# My new 3D Rock Background from Aqua-maniac.com



## Malawi_Marc (Mar 13, 2009)

This is my own personal review on the 3D Rock Background supplied by Aqua-Maniac.com.

Packaging-Please see pictures below.

Professionally wrapped and labelled with fragile. 









After taking off the outer wrapping you can see how well protected the inner contents are!









Still more wrapping to come! The background was fully wrapped in bubble wrap.









And now the Background! First impressions--I was shocked to say the least at the detail, it's very realistic! It very well made! It might look heavy but it's light and easy to lift etc. Please see the following detailed picures.























































The Background installation:

Remove the rocks. They look blotchy that's due to them still being a bit wet and drying off.









Start Lowering the water level.

















Now that I've removed around 50% water it's time to remove the RIO 240's plastic centre brace to enable me to place the background in the tank.









I caught all my Mbuna and placed them in a 25ltr bucket.
Now the brace has been removed I was able to place the Background in to the tank to see if I needed to make any cuts..I had to make 1 cut :thumb: This cut was situated where the centre brace sits. Please see pictures showing my process.

Measure up.


















The cut looks off, but the contour of the background played **** with the saw bit 









Then it was time place the background back in to the tank, the cut was spot on PHEW  Replaced the brace and made sure that the mesh that is attached to both ends of the background was flush against the glass to prevent the fish getting behind the background.









Get the hose ready--Straight from the tap in to the tank topped up with some warm tap water. Stopping the water about 3inches from the top so I can now put my rocks in which will top up the water level.
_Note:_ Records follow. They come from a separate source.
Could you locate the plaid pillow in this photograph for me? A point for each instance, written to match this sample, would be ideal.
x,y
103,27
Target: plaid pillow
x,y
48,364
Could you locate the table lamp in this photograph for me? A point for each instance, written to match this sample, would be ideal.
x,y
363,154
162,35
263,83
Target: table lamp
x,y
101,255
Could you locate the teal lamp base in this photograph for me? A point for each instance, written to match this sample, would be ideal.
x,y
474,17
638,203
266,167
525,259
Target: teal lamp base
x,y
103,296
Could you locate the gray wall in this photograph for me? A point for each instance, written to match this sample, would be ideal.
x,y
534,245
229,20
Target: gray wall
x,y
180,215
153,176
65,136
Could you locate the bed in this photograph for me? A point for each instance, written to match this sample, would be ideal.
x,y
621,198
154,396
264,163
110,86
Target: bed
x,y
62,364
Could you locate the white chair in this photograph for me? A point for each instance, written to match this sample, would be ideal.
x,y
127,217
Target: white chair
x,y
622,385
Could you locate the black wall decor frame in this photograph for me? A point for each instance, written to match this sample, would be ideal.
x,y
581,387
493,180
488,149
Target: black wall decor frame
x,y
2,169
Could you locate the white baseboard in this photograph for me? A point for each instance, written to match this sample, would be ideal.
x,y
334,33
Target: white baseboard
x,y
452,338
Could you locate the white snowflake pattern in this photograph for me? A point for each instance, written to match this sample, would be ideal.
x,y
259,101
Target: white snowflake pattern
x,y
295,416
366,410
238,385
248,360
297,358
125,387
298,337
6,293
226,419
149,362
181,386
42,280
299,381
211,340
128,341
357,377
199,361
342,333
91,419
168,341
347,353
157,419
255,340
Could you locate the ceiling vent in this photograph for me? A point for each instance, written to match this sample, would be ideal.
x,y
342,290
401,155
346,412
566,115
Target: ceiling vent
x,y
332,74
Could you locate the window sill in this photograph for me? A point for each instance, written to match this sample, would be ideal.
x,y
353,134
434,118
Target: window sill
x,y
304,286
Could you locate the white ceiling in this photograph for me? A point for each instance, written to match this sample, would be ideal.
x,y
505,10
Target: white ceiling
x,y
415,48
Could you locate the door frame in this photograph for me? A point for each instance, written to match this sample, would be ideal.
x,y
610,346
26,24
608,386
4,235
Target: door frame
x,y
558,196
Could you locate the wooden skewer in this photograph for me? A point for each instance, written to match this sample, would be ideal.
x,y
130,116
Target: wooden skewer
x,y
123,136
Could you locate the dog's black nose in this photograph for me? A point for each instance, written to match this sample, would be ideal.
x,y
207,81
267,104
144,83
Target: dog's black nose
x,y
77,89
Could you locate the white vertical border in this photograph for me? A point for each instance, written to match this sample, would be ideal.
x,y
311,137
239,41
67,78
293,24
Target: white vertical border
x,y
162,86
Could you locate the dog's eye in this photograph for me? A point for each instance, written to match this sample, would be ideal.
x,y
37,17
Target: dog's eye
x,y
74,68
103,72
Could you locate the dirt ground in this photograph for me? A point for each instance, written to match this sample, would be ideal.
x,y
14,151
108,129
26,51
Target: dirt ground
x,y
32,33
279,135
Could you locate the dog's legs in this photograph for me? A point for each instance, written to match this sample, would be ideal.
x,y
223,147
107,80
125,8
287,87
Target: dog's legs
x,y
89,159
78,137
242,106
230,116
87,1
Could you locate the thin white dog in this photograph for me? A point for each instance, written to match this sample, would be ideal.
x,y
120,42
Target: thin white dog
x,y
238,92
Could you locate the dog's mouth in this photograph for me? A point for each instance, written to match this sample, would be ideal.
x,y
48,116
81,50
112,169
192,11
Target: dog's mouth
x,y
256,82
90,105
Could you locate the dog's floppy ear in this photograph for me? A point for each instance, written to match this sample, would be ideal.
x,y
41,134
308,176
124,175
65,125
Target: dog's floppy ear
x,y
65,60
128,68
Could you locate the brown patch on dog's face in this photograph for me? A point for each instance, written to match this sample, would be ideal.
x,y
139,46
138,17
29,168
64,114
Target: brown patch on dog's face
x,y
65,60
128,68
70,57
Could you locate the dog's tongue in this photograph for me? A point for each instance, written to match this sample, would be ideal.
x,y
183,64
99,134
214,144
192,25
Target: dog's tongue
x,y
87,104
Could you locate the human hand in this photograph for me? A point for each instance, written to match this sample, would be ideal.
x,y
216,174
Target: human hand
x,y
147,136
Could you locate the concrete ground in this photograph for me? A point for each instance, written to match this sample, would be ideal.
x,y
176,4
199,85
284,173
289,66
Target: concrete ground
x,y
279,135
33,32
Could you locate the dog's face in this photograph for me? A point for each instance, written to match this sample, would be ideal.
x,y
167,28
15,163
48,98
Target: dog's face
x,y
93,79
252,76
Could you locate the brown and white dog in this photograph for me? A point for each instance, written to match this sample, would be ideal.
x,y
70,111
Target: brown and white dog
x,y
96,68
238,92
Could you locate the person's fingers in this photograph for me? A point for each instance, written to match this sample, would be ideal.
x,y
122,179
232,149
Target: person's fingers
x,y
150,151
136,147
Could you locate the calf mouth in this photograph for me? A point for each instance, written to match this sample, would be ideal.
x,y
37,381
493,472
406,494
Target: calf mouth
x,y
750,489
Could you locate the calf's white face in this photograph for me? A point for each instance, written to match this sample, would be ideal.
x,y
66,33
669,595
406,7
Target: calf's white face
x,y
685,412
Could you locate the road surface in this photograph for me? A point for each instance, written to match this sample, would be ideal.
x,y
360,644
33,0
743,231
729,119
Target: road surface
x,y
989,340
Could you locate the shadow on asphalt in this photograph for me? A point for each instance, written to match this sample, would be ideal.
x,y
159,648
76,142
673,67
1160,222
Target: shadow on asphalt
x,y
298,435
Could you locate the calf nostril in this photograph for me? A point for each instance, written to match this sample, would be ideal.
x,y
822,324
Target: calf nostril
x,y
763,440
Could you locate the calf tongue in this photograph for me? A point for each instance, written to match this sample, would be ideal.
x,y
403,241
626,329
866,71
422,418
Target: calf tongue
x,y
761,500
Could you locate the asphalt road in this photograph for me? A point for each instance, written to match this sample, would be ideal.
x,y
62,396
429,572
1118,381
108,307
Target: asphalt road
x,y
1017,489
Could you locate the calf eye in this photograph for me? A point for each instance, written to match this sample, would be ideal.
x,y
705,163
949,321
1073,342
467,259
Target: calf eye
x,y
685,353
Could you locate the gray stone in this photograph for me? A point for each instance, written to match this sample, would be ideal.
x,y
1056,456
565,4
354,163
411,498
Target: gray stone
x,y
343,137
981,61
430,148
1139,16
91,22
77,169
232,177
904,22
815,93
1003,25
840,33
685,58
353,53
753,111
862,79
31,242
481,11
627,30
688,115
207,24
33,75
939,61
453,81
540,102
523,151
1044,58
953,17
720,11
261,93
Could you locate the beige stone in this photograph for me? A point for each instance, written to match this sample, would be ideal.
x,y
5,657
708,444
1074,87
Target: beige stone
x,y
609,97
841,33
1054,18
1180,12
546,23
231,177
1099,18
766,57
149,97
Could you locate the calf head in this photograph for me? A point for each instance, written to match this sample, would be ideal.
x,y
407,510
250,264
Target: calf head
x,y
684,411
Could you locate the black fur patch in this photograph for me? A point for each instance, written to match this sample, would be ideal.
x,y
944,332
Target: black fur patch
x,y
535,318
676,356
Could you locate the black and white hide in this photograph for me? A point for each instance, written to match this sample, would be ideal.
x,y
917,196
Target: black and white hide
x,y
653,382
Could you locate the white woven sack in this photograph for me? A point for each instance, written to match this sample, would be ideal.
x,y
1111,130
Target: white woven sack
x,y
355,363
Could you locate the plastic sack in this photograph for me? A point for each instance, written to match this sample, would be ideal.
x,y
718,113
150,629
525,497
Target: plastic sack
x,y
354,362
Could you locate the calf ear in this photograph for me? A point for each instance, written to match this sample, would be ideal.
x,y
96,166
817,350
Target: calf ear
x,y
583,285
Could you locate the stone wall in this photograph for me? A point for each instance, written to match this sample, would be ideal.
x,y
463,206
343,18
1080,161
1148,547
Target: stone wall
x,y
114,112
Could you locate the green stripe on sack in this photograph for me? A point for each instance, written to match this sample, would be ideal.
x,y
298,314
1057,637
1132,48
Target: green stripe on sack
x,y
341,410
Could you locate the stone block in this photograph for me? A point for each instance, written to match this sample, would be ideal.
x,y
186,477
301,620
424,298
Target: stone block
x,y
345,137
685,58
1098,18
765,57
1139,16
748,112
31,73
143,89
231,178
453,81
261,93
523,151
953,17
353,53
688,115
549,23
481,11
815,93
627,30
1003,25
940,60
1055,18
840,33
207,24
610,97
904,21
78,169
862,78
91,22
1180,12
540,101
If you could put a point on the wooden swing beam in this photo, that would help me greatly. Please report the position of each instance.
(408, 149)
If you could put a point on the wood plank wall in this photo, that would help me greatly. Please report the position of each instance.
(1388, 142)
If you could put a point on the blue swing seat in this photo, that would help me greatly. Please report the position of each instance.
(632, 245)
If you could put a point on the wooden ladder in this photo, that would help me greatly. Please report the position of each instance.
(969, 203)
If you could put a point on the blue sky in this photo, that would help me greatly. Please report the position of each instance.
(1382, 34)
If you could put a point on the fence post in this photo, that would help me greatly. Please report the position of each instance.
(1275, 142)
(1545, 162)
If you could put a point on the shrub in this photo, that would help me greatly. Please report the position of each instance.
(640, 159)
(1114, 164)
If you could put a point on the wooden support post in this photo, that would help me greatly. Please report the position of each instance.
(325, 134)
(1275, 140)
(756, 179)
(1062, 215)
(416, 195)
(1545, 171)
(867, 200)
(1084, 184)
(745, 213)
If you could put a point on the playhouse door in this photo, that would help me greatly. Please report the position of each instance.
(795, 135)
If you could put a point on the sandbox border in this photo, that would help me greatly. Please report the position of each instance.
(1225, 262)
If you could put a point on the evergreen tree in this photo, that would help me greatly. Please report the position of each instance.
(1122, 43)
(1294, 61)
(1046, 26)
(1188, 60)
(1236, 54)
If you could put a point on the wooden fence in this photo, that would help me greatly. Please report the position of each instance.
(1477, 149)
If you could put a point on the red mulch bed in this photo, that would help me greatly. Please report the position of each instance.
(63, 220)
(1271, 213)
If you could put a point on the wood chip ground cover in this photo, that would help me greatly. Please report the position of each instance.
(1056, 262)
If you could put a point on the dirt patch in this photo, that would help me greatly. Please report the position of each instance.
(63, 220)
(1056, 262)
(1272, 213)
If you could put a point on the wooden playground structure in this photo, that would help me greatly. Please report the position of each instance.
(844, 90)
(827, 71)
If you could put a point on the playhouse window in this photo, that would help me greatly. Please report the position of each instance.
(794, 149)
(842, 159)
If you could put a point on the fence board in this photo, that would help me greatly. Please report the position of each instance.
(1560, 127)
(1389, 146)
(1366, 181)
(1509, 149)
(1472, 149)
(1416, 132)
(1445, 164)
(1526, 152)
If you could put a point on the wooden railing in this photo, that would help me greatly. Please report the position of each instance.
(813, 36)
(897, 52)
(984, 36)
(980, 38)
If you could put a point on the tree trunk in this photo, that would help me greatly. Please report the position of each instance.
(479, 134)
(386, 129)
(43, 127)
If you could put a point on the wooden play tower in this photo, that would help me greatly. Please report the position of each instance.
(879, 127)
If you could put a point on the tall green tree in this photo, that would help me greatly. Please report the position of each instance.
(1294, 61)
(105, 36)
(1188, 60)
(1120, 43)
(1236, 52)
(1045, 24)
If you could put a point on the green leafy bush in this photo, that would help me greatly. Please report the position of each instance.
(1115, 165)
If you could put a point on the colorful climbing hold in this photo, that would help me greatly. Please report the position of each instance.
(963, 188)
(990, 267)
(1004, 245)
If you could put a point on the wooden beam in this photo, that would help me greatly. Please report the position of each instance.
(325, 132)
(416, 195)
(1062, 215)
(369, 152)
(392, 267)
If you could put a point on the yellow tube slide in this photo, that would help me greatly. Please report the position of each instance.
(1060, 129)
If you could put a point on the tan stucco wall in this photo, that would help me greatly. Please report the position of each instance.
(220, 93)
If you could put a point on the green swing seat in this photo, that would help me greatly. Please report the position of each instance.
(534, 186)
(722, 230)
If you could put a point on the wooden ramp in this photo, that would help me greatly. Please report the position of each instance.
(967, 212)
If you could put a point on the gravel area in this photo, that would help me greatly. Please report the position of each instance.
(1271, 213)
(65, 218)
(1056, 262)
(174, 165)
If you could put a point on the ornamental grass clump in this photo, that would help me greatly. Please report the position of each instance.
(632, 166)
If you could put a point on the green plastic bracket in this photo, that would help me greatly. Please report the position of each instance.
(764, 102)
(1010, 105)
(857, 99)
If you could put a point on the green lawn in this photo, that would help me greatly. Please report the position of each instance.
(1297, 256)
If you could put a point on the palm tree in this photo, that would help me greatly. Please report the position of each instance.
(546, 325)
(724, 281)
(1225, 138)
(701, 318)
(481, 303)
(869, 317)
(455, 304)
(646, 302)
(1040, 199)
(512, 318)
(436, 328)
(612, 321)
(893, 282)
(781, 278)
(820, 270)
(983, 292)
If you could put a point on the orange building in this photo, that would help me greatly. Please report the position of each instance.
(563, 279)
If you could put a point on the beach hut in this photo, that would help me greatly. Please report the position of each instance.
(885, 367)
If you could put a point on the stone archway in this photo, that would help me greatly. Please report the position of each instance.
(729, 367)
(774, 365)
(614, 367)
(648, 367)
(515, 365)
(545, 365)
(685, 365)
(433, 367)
And the finish look ( Please note this Picture was taken in the day )I'll take another one when it's dark and replace this one.










To sum things up:

Quality: Outstanding detail, sturdy, well made not to heavy to lift for the old farts.
Price: Very affordable, probably the lowest prices your going to find in the UK for this high quality Background. 
Customer service: Chris from Aqua-Maniac will help you out with queries. Very smooth dealings from start to finish.

P.s I'm currently edited footage of all above which when finished will be posted in a thread.

Hope you liked my review


----------



## JoelRHale (Apr 22, 2011)

Very nice. I like the reddish hues. Glad you had a good experience!


----------



## Malawi_Marc (Mar 13, 2009)

Thanks,

Here's the footage I promised.


----------



## DanniGirl (Jan 25, 2007)

Wow! That looks really good! Your rocks match perfectly as well! 
Great job! :thumb:

How long did it take you to install?


----------



## Malawi_Marc (Mar 13, 2009)

I'm glad you liked it.

It took around 2 1/2 hours from start to finish. Most time spent was draining the tank/removing the rocks and catching the Mbuna.


----------



## Cromak (Dec 29, 2010)

Looks nice, it looks much better in the tank... Outside of tank I was a bit disappointed at first but now that it's in there with your rocks, looks really good. :thumb:


----------



## AlphaWild (Apr 9, 2009)

I thought it looked OK in the first pics, but in the tank it looks awesome!!! :drooling:


----------



## Malawi_Marc (Mar 13, 2009)

Thanks, I find myself just sat watching the tank now for a lot longer.


----------



## Aulonocara_Freak (May 19, 2011)

Awesome tank! What type of cichlids do u have?


----------



## Anthraxx8500 (Feb 11, 2011)

i really love that it looks like you tried to match the rocks to the background. never seen much of that but man i have to say may have turned me onto 3d backgrounds... what did u use to glue it in place? that underwater 2 part epoxy ****?


----------



## Cromak (Dec 29, 2010)

Anthraxx8500 said:


> i really love that it looks like you tried to match the rocks to the background. never seen much of that but man i have to say may have turned me onto 3d backgrounds... what did u use to glue it in place? that underwater 2 part epoxy #%$&?


Actually, in an already established tank some of these are designed to fit against the glass and are supported by the top middle brace and the braces around the tank.. That is how mine works.. Otherwise if you want to put these into a new tank, you can move them a few inches off your background and use GE Silicon to hold them in place.. Then put your equipment behind it..

Here is a pic of mine from a different online resource.. Sorry OP if i'm posting a pic of my background in your thread taking it away from yours, just showing that it can be done without glue and in another established tank :thumb:










This is from http://www.designsbynature.net/


----------



## Malawi_Marc (Mar 13, 2009)

No problem posting that picture pal.

My background is not stuck in place, it doesn't float.

My stock as follows.
Group of Demasoni
Trio yellow labs
Trio Acei Ngara
Metriaclima sp. "patricki" "Jalo Reef" 2m 3f
4 x F1 Cynotilapia Deep Blue Ndonga (Mixed blood lines) not sure on sex 100% yet.
1 x make Afra Cobue (sourcing females)
1 x female Afra Lions (sourcing males)
1 x F1 Metriaclima Msobo fry (did have 4 but nature took it's course)
pair of Labeodotropheus trewavasae mpanga 
Bristle nose plecs 2m 3f


----------



## Cromak (Dec 29, 2010)

What Temp of lights are you using?


----------



## Malawi_Marc (Mar 13, 2009)

15w T8's
1 day glow
1 marine White


----------



## Cromak (Dec 29, 2010)

Looks good for only 15w :thumb:

I'm using a T5 10k and Acitnic 54w, going to swap in another 10k for the Blue and see how it looks..


----------



## Malawi_Marc (Mar 13, 2009)

Sounds good, a nice choice of lighting.

I'm limited to the T8's because of the RIO 240's light unit


----------